(ARTKC365) Wood, Working: Wayne Terhune
Wayne Terhune
10 a.m.-8 p.m.
Phoenix Gallery
919 Massachusetts St.
Lawrence, KS
785.843.0080
Hours: 10 a.m.-6 p.m. Monday-Wednesday, 10 a.m.-8 p.m. Thursday, 10 a.m.-6 p.m. Friday-Saturday, noon-5 p.m. Sunday
Runs through: Artist permanently represented by gallery.
Gallery site: http://www.phoenixgallery.biz
It's a core tenet of this column that "functional art" is not a contradiction in terms. It's a core tenet of life (or it should be) that things regarded as flawed and worthless can be turned into something both useful and attractive.
Wayne Terhune proves both points — and underscores them — with simple, silent elegance.

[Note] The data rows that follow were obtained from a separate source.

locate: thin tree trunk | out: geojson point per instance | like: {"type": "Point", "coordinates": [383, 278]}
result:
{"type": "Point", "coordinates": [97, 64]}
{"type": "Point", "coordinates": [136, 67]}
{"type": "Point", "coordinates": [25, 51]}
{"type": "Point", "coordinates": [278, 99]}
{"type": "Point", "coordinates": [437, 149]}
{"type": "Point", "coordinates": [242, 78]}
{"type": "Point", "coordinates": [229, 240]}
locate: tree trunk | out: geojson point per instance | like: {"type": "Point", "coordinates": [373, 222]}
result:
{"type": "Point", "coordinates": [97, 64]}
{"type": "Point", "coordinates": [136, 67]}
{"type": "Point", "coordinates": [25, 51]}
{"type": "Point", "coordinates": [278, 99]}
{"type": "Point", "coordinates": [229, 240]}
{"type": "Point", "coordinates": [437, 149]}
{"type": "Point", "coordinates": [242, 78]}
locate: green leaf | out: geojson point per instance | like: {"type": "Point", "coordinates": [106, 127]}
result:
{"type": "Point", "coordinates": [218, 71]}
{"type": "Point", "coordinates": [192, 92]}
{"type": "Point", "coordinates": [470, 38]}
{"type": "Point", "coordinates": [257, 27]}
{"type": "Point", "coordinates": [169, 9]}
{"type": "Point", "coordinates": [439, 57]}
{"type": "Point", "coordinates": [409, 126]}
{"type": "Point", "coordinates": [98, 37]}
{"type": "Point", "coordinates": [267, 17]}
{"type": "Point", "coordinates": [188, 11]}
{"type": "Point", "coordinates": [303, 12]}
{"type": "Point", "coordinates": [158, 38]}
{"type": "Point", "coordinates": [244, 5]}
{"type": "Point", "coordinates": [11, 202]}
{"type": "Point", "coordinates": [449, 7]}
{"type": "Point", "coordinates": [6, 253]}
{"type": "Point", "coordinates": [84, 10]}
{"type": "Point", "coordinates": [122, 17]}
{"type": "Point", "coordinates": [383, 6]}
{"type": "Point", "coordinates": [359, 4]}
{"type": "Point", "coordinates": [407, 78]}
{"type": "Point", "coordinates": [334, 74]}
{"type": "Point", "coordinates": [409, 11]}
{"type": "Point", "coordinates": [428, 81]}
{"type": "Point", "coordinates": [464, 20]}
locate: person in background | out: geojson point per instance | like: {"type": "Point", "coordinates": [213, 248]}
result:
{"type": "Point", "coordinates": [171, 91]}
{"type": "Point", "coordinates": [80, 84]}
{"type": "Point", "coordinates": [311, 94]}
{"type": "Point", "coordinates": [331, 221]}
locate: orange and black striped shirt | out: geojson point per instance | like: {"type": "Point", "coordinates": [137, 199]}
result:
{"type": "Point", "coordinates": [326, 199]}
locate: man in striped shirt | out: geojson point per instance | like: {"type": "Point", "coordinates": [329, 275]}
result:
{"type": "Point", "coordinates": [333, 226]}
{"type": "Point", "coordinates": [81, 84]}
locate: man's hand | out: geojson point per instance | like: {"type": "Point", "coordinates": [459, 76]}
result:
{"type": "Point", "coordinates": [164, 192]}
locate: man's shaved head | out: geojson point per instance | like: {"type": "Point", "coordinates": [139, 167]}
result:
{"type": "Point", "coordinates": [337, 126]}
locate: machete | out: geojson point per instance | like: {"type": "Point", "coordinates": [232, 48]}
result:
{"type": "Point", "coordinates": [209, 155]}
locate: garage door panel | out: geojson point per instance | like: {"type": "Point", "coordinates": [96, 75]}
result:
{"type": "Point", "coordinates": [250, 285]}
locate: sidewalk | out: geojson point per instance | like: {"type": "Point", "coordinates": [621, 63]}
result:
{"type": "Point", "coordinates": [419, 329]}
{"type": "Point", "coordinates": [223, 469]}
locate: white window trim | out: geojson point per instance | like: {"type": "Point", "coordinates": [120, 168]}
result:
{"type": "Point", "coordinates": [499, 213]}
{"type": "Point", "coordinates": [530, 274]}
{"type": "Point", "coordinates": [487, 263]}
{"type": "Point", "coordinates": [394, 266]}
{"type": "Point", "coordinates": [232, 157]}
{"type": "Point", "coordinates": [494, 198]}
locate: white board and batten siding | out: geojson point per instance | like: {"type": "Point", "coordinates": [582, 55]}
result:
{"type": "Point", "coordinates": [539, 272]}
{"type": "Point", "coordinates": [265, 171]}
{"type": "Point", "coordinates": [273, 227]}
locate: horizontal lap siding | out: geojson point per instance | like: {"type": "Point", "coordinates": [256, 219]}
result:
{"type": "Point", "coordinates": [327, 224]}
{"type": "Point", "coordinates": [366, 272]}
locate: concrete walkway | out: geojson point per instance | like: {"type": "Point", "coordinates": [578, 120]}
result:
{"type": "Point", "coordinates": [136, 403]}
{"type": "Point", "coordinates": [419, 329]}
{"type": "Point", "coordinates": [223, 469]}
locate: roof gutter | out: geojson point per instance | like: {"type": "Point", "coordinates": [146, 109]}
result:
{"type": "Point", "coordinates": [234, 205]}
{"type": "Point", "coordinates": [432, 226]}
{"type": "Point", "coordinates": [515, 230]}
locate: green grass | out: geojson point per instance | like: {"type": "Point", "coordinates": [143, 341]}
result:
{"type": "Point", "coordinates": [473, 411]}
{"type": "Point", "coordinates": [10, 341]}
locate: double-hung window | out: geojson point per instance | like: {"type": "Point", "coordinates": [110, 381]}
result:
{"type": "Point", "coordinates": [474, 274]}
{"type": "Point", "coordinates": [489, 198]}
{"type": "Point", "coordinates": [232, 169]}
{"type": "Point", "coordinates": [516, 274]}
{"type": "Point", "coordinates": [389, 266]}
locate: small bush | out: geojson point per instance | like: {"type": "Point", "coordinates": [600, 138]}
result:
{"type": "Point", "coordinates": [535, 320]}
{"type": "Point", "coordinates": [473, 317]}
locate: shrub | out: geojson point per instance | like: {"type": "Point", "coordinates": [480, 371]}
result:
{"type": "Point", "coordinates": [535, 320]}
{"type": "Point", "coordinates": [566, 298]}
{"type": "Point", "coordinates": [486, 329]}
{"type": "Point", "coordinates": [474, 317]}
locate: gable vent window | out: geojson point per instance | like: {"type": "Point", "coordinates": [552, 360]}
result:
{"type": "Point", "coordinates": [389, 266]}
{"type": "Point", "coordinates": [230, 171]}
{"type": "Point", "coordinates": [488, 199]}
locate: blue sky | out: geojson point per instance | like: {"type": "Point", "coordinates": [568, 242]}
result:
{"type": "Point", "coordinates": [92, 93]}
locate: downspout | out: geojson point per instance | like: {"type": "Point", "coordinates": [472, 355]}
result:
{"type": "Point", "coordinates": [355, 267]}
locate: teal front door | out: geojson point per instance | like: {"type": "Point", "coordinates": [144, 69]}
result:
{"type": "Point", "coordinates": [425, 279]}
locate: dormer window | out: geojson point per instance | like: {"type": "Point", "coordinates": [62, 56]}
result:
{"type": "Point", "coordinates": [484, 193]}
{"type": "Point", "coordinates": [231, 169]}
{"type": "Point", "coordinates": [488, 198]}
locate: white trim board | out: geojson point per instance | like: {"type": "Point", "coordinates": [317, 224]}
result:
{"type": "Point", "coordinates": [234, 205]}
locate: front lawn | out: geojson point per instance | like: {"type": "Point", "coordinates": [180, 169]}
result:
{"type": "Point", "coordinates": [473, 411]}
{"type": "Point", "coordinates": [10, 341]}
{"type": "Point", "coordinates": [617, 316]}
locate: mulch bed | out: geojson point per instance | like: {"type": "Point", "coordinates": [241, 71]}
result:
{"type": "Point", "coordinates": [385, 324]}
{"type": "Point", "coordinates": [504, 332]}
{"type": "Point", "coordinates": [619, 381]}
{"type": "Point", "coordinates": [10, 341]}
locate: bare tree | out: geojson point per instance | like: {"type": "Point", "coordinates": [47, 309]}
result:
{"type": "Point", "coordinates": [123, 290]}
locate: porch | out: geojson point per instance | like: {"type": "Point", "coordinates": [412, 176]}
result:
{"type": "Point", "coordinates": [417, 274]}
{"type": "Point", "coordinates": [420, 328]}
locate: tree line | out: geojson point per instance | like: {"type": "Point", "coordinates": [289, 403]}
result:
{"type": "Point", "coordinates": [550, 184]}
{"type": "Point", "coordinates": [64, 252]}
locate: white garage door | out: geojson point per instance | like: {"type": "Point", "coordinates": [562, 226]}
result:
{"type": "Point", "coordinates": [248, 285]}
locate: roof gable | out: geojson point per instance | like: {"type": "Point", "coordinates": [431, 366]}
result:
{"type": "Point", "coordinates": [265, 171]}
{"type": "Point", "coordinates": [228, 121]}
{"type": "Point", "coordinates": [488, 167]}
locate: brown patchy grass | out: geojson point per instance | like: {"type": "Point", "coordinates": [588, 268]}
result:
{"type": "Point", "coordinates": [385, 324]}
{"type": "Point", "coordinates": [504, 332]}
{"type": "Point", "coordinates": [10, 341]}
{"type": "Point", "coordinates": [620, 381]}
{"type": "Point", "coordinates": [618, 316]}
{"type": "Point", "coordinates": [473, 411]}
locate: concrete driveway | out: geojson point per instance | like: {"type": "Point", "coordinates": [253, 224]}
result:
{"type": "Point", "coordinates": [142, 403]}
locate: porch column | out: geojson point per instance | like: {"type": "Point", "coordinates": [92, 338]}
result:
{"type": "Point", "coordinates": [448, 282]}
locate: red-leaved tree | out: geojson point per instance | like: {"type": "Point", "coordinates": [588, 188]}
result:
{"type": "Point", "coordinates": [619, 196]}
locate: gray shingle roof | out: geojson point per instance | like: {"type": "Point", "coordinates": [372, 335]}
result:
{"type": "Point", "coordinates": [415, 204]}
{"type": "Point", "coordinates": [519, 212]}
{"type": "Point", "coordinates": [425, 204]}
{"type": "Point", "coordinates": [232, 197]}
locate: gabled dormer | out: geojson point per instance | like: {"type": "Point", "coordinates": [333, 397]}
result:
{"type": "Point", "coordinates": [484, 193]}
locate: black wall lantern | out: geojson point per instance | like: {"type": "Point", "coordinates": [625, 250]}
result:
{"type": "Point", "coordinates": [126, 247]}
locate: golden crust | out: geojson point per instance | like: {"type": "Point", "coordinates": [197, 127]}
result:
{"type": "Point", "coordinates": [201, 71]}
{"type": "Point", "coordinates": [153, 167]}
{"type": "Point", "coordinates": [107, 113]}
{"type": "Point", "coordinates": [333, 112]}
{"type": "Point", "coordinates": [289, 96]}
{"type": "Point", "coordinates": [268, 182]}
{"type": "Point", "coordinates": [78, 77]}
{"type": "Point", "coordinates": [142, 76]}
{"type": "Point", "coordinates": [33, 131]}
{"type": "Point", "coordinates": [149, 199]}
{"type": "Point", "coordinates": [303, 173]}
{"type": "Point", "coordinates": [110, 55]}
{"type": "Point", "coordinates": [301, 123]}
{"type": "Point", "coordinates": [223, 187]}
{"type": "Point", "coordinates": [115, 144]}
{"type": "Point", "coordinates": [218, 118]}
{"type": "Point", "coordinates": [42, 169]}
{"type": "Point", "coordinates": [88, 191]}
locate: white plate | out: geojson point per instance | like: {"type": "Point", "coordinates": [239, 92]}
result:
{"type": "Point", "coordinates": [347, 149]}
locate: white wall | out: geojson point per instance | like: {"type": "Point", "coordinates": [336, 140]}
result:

Terhune's creations, featured at Lawrence's Phoenix Gallery, is made largely from reclaimed (and regionally sourced) wood. His choice of materials is wide-ranging: pine, cherry, silver poplar, walnut, pear, mulberry, spalted maple, hedge, juniper, hackberry ... and so on.
His goal, no matter what sort of tree provided the wood: to expose the perfect form and function, being led by each piece's attributes and flaws ... working with the limitations of each piece of wood.
Much of Terhune's raw material finds its way into broad-bowled spoons and salad utensils or into his specialty, bark-edged walnut bowls. But the rural Missouri artist, who turned a bowl-making hobby into a full-time gig 20 years ago, also creates striking decorative pieces such as the pine wood vase pictured atop this post.
His flaws-into-strengths philosophy shows in the way the pine's knots become featured decorative elements, to be shown off rather than hidden. The vase's irregular edges add a rustic touch, but not at the expense of the piece's clean lines.
It's craft. It's art. And in Terhune's hands, it's a three-dimensional model of redemption.